Bringing Rust to Safety-Critical Systems in Space

TL;DR

This paper advocates for adopting Rust in safety-critical space systems, providing practical guidelines, a rewriting procedure from C, vulnerability fixes, and a new compiler target to enhance safety and applicability in aerospace projects.

Contribution

It offers a comprehensive overview of Rust's potential in safety-critical aerospace systems, a pragmatic rewriting procedure from C, vulnerability discoveries, and a new compiler target for space hardware.

Findings

Identified and fixed three vulnerabilities in satellite communication protocols.

Developed a procedure for partially rewriting C systems in Rust.

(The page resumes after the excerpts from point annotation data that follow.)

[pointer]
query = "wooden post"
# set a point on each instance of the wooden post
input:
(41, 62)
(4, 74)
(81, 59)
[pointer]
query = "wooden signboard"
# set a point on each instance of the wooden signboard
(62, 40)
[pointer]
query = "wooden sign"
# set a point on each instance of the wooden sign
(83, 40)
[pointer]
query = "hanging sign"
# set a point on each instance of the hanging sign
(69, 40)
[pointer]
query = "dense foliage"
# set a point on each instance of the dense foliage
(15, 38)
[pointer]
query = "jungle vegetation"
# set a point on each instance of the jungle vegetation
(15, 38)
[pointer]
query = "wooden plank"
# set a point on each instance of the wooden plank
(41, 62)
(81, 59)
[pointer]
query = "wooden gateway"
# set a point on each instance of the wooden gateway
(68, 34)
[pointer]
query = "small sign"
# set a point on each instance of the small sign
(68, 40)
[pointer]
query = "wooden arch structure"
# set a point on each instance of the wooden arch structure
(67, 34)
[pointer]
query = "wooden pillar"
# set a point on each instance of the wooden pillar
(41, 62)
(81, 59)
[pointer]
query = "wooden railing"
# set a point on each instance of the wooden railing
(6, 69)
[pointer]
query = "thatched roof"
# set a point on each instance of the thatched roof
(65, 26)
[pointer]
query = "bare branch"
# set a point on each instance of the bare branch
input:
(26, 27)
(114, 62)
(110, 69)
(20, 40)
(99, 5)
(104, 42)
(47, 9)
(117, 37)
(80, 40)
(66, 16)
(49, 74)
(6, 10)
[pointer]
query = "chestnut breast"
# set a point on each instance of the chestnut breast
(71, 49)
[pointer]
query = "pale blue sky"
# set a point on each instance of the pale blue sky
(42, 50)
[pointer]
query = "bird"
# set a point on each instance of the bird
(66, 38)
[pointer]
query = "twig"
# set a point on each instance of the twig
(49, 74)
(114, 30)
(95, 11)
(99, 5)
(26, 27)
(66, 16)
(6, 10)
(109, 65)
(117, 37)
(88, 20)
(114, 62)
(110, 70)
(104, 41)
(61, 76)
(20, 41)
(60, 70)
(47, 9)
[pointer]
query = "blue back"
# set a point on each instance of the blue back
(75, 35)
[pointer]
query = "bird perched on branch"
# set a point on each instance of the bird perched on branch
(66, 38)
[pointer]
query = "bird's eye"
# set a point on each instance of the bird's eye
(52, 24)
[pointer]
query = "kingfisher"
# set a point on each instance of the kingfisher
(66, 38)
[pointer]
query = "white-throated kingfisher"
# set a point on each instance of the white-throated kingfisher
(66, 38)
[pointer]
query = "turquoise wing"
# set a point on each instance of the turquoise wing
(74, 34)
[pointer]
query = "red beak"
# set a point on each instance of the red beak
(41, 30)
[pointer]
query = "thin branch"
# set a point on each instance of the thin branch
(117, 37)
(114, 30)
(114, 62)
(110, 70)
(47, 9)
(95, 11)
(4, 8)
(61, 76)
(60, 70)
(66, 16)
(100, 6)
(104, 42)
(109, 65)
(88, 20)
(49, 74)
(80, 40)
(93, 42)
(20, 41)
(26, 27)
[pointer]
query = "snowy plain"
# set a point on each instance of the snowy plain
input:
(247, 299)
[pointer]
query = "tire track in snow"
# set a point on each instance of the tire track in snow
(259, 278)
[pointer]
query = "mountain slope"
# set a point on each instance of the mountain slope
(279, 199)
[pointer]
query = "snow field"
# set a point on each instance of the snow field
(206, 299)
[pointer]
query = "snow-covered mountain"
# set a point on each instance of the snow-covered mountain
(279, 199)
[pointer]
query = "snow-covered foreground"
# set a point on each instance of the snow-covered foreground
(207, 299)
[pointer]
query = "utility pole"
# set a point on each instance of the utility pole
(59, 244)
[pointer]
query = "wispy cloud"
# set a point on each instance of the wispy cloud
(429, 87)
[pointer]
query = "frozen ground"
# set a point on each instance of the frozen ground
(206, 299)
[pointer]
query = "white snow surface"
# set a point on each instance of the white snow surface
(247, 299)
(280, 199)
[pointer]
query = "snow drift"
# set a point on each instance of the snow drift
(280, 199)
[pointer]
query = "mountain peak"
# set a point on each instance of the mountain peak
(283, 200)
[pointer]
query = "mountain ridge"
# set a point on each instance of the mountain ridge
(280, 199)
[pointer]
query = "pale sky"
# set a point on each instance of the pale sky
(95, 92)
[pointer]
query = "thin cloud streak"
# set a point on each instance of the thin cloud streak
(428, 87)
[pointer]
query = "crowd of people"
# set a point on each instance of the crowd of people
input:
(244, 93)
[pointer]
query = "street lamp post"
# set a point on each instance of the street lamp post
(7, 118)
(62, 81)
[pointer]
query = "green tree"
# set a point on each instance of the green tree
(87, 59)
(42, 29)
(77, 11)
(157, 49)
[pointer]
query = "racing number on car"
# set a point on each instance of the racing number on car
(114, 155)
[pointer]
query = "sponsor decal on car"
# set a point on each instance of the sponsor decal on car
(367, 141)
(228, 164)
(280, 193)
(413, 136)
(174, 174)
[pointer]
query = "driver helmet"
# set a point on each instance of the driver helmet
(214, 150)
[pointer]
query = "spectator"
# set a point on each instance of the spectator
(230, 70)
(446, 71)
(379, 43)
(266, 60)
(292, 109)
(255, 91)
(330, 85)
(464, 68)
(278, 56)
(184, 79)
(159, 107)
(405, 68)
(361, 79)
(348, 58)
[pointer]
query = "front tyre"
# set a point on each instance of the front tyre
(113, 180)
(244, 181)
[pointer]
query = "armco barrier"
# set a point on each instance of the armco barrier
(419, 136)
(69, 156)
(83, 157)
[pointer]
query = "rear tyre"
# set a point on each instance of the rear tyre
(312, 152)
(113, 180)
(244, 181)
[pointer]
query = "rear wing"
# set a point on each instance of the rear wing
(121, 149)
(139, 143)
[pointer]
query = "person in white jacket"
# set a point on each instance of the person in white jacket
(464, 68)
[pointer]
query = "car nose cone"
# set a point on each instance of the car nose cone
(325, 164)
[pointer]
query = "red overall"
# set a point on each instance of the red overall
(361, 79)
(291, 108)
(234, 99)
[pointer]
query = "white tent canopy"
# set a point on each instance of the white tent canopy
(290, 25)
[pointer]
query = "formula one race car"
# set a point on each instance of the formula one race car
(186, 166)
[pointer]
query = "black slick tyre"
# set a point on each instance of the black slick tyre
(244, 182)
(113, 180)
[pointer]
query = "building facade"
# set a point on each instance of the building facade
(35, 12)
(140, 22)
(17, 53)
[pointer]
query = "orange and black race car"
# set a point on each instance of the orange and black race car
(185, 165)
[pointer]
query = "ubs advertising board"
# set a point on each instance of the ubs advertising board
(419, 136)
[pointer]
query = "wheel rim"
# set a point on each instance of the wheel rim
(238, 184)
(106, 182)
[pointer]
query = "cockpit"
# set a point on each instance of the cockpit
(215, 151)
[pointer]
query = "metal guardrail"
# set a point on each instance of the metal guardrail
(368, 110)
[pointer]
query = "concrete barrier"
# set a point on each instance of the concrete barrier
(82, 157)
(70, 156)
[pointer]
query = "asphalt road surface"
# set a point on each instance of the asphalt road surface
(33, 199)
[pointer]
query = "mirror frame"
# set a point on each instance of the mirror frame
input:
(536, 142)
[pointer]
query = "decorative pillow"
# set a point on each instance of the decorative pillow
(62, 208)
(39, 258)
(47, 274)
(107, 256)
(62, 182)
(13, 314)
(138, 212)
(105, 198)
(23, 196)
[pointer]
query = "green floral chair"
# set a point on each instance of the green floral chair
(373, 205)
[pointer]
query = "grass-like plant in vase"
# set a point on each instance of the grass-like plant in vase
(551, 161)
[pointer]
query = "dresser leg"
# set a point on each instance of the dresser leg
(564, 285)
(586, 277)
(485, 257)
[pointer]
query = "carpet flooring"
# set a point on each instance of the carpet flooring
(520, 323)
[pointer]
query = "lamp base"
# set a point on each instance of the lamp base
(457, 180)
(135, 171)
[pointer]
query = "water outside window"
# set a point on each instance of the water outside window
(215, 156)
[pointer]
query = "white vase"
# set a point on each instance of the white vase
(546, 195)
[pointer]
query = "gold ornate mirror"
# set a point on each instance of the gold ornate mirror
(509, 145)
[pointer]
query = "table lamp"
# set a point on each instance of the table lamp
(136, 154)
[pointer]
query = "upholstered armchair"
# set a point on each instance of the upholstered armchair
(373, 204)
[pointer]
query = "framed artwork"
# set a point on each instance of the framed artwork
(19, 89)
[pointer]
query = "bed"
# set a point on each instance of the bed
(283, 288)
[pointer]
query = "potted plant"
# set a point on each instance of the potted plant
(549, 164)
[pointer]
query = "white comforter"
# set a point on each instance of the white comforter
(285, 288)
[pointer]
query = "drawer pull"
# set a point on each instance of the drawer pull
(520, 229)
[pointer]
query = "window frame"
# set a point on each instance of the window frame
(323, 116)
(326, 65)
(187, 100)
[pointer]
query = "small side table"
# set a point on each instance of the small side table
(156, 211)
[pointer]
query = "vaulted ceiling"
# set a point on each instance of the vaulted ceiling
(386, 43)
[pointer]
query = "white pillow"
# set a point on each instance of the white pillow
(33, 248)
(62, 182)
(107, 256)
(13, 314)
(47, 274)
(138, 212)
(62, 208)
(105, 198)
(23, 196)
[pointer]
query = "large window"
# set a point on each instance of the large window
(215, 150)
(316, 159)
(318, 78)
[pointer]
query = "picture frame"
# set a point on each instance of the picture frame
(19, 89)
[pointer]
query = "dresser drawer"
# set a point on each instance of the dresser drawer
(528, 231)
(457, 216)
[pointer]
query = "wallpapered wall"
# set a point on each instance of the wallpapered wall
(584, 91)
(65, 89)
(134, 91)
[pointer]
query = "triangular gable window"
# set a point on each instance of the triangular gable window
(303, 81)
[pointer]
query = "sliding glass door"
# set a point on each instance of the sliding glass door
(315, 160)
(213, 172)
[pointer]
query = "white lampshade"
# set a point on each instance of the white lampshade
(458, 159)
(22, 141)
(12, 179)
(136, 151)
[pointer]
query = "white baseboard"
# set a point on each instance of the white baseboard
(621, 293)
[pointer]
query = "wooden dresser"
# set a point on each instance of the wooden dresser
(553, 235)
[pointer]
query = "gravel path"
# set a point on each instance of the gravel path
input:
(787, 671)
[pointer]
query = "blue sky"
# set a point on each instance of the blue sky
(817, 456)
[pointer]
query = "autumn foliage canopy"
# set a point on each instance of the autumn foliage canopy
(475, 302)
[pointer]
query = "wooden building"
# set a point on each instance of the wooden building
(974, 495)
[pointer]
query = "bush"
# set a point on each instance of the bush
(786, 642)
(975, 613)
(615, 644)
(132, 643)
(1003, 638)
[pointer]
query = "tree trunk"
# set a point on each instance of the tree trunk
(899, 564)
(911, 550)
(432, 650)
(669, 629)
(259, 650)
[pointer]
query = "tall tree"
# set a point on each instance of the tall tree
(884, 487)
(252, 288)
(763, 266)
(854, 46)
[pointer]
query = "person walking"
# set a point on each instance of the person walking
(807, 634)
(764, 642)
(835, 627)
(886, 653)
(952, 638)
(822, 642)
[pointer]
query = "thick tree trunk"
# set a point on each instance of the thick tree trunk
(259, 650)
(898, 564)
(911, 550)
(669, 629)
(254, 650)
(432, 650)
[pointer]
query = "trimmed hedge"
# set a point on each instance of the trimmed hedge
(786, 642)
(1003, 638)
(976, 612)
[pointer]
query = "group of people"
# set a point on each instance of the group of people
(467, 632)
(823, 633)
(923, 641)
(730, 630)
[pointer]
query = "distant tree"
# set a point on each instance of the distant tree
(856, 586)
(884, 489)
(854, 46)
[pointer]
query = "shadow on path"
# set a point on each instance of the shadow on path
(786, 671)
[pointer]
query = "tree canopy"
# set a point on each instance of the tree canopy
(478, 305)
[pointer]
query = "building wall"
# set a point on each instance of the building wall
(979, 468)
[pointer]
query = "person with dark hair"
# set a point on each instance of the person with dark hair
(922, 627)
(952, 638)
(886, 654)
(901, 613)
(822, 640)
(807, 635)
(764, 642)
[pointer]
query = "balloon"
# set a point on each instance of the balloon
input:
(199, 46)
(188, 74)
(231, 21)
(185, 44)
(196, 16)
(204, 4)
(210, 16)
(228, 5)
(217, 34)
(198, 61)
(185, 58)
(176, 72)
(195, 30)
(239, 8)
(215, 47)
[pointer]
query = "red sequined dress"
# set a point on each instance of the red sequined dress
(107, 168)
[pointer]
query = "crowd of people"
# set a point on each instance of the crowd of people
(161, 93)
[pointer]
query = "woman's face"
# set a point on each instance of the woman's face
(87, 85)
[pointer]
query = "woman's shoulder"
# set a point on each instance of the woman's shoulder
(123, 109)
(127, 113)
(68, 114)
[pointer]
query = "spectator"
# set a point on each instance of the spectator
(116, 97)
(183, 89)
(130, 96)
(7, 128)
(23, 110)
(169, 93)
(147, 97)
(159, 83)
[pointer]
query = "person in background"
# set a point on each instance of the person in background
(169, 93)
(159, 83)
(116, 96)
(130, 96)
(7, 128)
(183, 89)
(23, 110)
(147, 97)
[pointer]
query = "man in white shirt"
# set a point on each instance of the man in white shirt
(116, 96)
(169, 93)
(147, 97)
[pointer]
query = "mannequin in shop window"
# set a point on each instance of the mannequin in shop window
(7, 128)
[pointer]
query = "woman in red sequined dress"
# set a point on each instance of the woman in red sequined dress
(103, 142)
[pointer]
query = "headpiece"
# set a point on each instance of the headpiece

Introduced a Rust compiler target for bare metal PowerPC.

Abstract

The development of safety-critical aerospace systems is traditionally dominated by the C language. Its language characteristics make it trivial to accidentally introduce memory safety issues resulting in undefined behavior or security vulnerabilities. The Rust language aims to drastically reduce the chance of introducing bugs and consequently produces overall more secure and safer code. However, due to its relatively short lifespan, industry adaption in safety-critical environments is still lacking. This work provides a set of recommendations for the development of safety-critical space systems in Rust. Our recommendations are based on insights from our multi-fold contributions towards safer and more secure aerospace systems: We provide a comprehensive overview of ongoing efforts to adapt Rust for safety-critical system programming, highlighting its potential to enhance system robustness. Next, we introduce a procedure for partially rewriting C-based systems in Rust, offering a pragmatic pathway to improving safety without necessitating a full system overhaul. During the execution of our rewriting case study, we identify and fix three previously undiscovered vulnerabilities in a popular open-source satellite communication protocol. Finally, we introduce a new Rust compiler target configuration for bare metal PowerPC. With this, we aim to broaden Rust's applicability in space-oriented projects, as the architecture is commonly encountered in the domain, e.g., in the James Webb Space Telescope.